Nikolaj Schultz, geboren 1990 in Aarhus, ist Soziologe. Er forscht an der Universität Kopenhagen und war bis zu dessen Tod einer der engsten Mitarbeiter Bruno Latours. Gemeinsam publizierten sie in der edition suhrkamp Zur Entstehung einer ökologischen Klasse. Ein Memorandum (2022).
Rezensionen

Perlentaucher-Notiz zur TAZ-Rezension

Zunächst regt sich bei Rezensentin Annette Jensen Unverständnis darüber, dass Bruno Latour und Nikolaj Schultz in ihrem Buch so sehr am Begriff der 'Klasse' (und auch der 'Linken') festhalten - ist es doch gerade die heterogene Mischung sämtlicher Bevölkerungsgruppen, aus denen sich die sogenannte "ökologische Klasse" zusammensetzt, auf die die Autoren ihre Hoffnung auf die Rettung des Planeten setzen. Dann findet die Kritikerin aber doch interessante Gedanken in den Ausführungen des kürzlich verstorbenen Soziologen und Philosophen und seines Co-Autors: Ausgehend vom "Paradox", dass seit vielen Jahren die "Alarmglocken schrillen" und trotzdem kaum etwas passiere, denken die Autoren über eine Emanzipation im "Rahmen" des Planeten nach (im Gegensatz zu Rousseaus Idee der Einhegung, so Jensen), über das Hinterfragen von Machtansprüchen "per se", oder darüber, dass indigene Menschen viel besser wissen, wie in Zukunft zu leben sei, als die "modernen Ausbeutungskulturen". Nicht alle Thesen des Buchs scheinen der Kritikerin dabei gleich überzeugend; sie spricht aber trotzdem von einer sehr anregenden Lektüre.

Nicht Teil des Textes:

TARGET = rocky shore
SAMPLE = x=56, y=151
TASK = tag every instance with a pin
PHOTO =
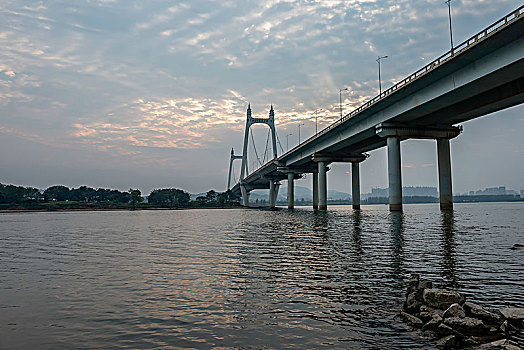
x=454, y=322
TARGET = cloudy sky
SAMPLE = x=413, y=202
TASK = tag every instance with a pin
x=152, y=93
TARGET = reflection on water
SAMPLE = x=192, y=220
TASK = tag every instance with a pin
x=397, y=245
x=245, y=278
x=448, y=249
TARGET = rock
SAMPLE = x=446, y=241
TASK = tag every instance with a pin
x=412, y=320
x=466, y=325
x=440, y=298
x=513, y=313
x=449, y=341
x=432, y=324
x=503, y=344
x=431, y=310
x=412, y=305
x=455, y=310
x=422, y=285
x=477, y=311
x=443, y=329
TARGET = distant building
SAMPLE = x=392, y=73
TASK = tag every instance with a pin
x=407, y=191
x=490, y=191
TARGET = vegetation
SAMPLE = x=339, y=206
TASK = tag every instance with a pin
x=61, y=197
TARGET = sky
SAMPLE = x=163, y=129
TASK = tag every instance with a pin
x=153, y=94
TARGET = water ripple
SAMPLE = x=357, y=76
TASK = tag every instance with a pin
x=245, y=278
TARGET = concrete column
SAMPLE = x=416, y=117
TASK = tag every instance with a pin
x=355, y=185
x=272, y=199
x=245, y=196
x=322, y=186
x=290, y=190
x=394, y=174
x=315, y=190
x=444, y=174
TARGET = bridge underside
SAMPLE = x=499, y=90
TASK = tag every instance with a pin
x=485, y=78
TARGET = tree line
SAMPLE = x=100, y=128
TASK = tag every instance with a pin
x=11, y=195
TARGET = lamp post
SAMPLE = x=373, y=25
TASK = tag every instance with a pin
x=287, y=141
x=300, y=124
x=379, y=79
x=340, y=100
x=316, y=119
x=448, y=2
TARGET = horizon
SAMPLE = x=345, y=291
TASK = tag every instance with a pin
x=120, y=95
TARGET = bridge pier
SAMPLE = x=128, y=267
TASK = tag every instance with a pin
x=290, y=190
x=394, y=174
x=444, y=174
x=355, y=185
x=273, y=193
x=315, y=190
x=394, y=133
x=245, y=195
x=322, y=186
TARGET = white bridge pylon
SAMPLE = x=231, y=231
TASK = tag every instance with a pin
x=250, y=121
x=244, y=171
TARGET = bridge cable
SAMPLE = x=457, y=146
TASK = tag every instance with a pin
x=255, y=148
x=267, y=147
x=234, y=176
x=278, y=139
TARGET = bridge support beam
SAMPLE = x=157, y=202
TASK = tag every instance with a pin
x=394, y=174
x=273, y=193
x=394, y=133
x=322, y=186
x=245, y=196
x=444, y=174
x=355, y=185
x=315, y=190
x=290, y=190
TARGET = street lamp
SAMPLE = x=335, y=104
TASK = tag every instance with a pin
x=299, y=132
x=287, y=141
x=316, y=119
x=448, y=2
x=379, y=80
x=340, y=100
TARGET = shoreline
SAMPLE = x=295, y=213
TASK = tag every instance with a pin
x=6, y=211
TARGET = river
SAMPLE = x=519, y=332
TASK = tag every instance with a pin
x=243, y=278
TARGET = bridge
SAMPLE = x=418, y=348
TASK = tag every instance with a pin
x=482, y=75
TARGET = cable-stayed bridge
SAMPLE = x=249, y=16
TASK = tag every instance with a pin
x=482, y=75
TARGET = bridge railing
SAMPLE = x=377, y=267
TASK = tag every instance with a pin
x=457, y=50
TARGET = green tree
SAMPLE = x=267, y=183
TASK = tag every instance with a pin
x=57, y=193
x=135, y=196
x=211, y=196
x=169, y=197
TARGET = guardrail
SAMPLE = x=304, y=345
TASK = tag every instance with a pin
x=457, y=50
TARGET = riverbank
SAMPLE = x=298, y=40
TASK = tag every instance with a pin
x=21, y=209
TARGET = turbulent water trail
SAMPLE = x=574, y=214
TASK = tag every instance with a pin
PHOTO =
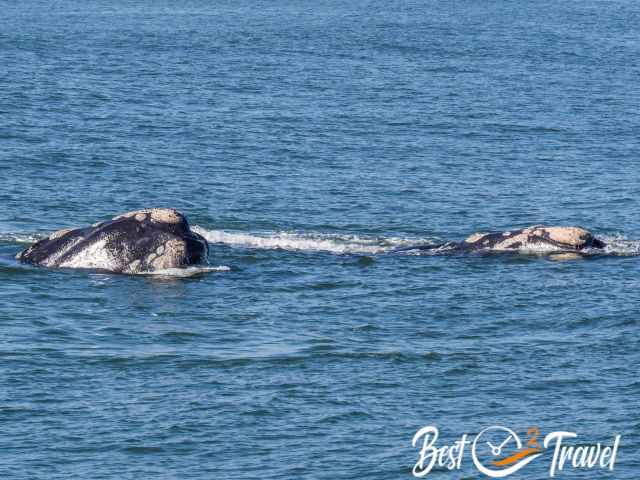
x=358, y=244
x=310, y=242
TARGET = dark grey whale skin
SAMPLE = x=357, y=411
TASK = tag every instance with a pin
x=492, y=241
x=132, y=242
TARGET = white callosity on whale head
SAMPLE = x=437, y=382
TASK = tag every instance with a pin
x=159, y=215
x=573, y=236
x=96, y=256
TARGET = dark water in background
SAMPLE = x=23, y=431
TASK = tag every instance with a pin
x=305, y=137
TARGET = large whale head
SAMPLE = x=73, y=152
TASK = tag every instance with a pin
x=140, y=241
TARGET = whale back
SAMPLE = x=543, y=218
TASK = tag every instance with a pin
x=139, y=241
x=538, y=237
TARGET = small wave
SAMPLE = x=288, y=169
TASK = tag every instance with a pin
x=308, y=242
x=186, y=272
x=621, y=246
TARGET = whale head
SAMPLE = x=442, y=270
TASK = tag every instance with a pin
x=140, y=241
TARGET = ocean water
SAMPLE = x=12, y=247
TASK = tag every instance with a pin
x=306, y=140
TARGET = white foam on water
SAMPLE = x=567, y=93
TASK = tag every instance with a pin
x=22, y=238
x=308, y=242
x=185, y=272
x=621, y=246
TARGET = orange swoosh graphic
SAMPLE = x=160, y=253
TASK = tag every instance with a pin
x=516, y=457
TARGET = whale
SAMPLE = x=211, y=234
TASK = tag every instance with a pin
x=537, y=238
x=141, y=241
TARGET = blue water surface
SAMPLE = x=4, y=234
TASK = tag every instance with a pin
x=306, y=140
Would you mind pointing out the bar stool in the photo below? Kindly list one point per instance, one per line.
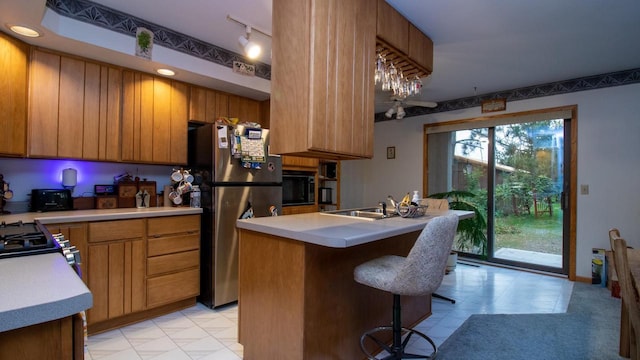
(420, 273)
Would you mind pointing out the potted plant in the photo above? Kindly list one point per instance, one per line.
(471, 232)
(144, 42)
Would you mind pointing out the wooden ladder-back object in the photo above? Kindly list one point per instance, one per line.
(629, 329)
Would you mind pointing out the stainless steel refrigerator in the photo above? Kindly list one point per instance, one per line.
(234, 184)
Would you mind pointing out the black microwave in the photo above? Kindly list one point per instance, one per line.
(298, 188)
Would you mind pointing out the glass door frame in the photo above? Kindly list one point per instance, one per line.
(569, 195)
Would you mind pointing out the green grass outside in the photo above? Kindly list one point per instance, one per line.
(528, 232)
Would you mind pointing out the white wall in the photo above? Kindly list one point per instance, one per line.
(608, 161)
(23, 175)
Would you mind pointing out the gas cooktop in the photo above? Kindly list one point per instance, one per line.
(20, 239)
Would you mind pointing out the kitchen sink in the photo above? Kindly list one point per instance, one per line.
(373, 213)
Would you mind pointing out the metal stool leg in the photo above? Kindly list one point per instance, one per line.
(438, 296)
(396, 350)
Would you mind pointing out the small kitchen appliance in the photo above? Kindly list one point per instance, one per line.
(51, 200)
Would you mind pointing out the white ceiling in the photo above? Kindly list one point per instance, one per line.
(480, 46)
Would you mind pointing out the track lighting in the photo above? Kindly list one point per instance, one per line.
(390, 112)
(251, 49)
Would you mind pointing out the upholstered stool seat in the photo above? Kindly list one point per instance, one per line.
(418, 274)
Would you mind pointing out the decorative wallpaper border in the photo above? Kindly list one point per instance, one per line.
(114, 20)
(102, 16)
(618, 78)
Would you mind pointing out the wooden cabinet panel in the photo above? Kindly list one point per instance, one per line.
(154, 119)
(295, 162)
(13, 102)
(101, 116)
(171, 244)
(161, 135)
(110, 118)
(116, 279)
(73, 99)
(392, 27)
(179, 125)
(162, 289)
(91, 113)
(206, 105)
(98, 282)
(43, 104)
(71, 103)
(116, 230)
(197, 104)
(420, 48)
(222, 105)
(265, 110)
(172, 262)
(173, 225)
(322, 106)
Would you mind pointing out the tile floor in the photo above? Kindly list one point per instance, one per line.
(201, 333)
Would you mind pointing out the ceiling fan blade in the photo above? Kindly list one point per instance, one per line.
(429, 104)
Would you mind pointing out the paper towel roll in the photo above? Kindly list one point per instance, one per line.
(69, 177)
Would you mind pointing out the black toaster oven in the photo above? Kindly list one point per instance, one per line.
(51, 200)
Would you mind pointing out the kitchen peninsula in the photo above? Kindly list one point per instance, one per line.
(297, 297)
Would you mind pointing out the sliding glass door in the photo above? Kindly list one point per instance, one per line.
(514, 174)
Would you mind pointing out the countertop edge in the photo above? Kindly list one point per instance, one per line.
(37, 296)
(319, 229)
(72, 216)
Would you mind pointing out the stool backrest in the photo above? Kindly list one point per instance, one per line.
(424, 267)
(629, 291)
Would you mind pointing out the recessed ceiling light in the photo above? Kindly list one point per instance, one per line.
(166, 72)
(24, 31)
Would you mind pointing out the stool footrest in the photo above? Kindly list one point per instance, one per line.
(395, 351)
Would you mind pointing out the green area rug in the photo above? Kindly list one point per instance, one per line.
(590, 329)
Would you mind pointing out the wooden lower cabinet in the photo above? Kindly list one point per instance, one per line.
(141, 268)
(173, 260)
(116, 271)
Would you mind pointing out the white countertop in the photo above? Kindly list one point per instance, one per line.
(339, 231)
(39, 288)
(98, 214)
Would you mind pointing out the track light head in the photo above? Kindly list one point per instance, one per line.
(390, 112)
(251, 49)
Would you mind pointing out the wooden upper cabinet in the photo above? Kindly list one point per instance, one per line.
(322, 89)
(392, 27)
(13, 102)
(43, 104)
(245, 109)
(154, 119)
(420, 48)
(402, 42)
(206, 105)
(74, 108)
(298, 162)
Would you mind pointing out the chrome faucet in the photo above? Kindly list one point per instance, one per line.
(384, 207)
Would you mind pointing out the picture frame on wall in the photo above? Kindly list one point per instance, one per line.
(391, 152)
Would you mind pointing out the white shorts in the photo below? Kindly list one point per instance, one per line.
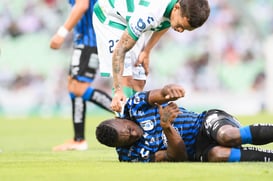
(107, 37)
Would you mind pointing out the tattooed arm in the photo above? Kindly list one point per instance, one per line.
(125, 43)
(168, 93)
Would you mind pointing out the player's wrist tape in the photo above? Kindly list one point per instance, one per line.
(62, 31)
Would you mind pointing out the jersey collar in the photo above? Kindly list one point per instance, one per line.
(169, 8)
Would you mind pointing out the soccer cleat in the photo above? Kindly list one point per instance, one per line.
(72, 145)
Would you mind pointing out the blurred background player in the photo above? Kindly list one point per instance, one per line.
(83, 69)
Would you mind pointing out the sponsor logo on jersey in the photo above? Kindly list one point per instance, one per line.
(147, 125)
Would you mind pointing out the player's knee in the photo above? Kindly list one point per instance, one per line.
(228, 136)
(77, 88)
(218, 154)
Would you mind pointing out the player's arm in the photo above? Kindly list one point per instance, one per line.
(176, 150)
(125, 43)
(75, 15)
(144, 56)
(168, 93)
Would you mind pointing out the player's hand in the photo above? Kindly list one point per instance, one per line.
(144, 60)
(118, 99)
(168, 114)
(56, 41)
(172, 92)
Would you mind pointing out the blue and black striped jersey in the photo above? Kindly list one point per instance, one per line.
(84, 33)
(138, 110)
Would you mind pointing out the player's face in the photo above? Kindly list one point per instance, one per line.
(128, 132)
(179, 23)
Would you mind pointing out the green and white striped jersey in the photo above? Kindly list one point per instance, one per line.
(137, 16)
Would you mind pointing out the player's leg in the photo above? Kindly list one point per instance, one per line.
(83, 70)
(226, 130)
(227, 154)
(106, 43)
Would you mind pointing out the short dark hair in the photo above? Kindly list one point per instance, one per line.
(196, 10)
(106, 134)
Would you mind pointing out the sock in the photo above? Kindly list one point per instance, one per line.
(246, 135)
(78, 116)
(261, 133)
(256, 154)
(235, 155)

© Perlentaucher Medien GmbH

Süddeutsche Zeitung - Rezension
Süddeutsche Zeitung | Besprechung von 17.11.2022

Die Natur wartet auf die Revolution
Warum handeln wir nicht im Angesicht der Klimakatastrophe? In seinem letzten Buch
ging es dem gefeierten französischen Soziologen Bruno Latour noch einmal um alles
Ein Gespenst geht um in Europa und dem Rest der Welt: der Ökologismus!“, heißt es in Bruno Latours neuem Memorandum „Zur Entstehung einer ökologischen Klasse“, das er mit dem dänischen Soziologen Nikolaj Schultz im Original Anfang dieses Jahres veröffentlichte und das nun, wenige Wochen nach Latours Tod, in deutscher Übersetzung erschienen ist. Ausgangspunkt der Beobachtungen im Buch ist die Trägheit von Politik und Gesellschaft gegenüber der genau in diesem Augenblick bereits stattfindenden Klimakatastrophe. Der aktuelle Bericht des UN-Umweltprogramms kommt schließlich zu demselben katastrophalen Ergebnis wie der Weltklimarat: Bleibt es bei der derzeitigen Politik, bewegen wir uns auf einen Temperaturanstieg von 2,8 Grad zu.
Selbst wenn alle bisher verkündeten Klimaschutzmaßnahmen vollständig umgesetzt würden, wären es kaum weniger. Es drängt sich also die Frage auf, warum trotz aller Informationen, aller Berichte und Prognosen aus der Klimaforschung nicht mit der gebotenen Dringlichkeit gehandelt wird. Warum wir uns also zum Beispiel wegen Kartoffelbrei auf Schutzglasscheiben in Museen erregen, als könnte man durch das Schimpfen auf Aktivistinnen und Aktivisten etwas Sinnvolles gegen die bevorstehenden Ernteausfälle und Dürren tun, aber nicht mit derselben Leidenschaft gegen die Ernteausfälle und Dürren an sich vorgehen. Um die Gründe für diese Lethargie zu verstehen und die Weichen zu stellen für echtes umweltpolitisches Handeln, konzipierten die beiden ihre kleine, nur 76 Absätze oder kaum 90 Seiten lange, äußerst lesenswerte Schrift.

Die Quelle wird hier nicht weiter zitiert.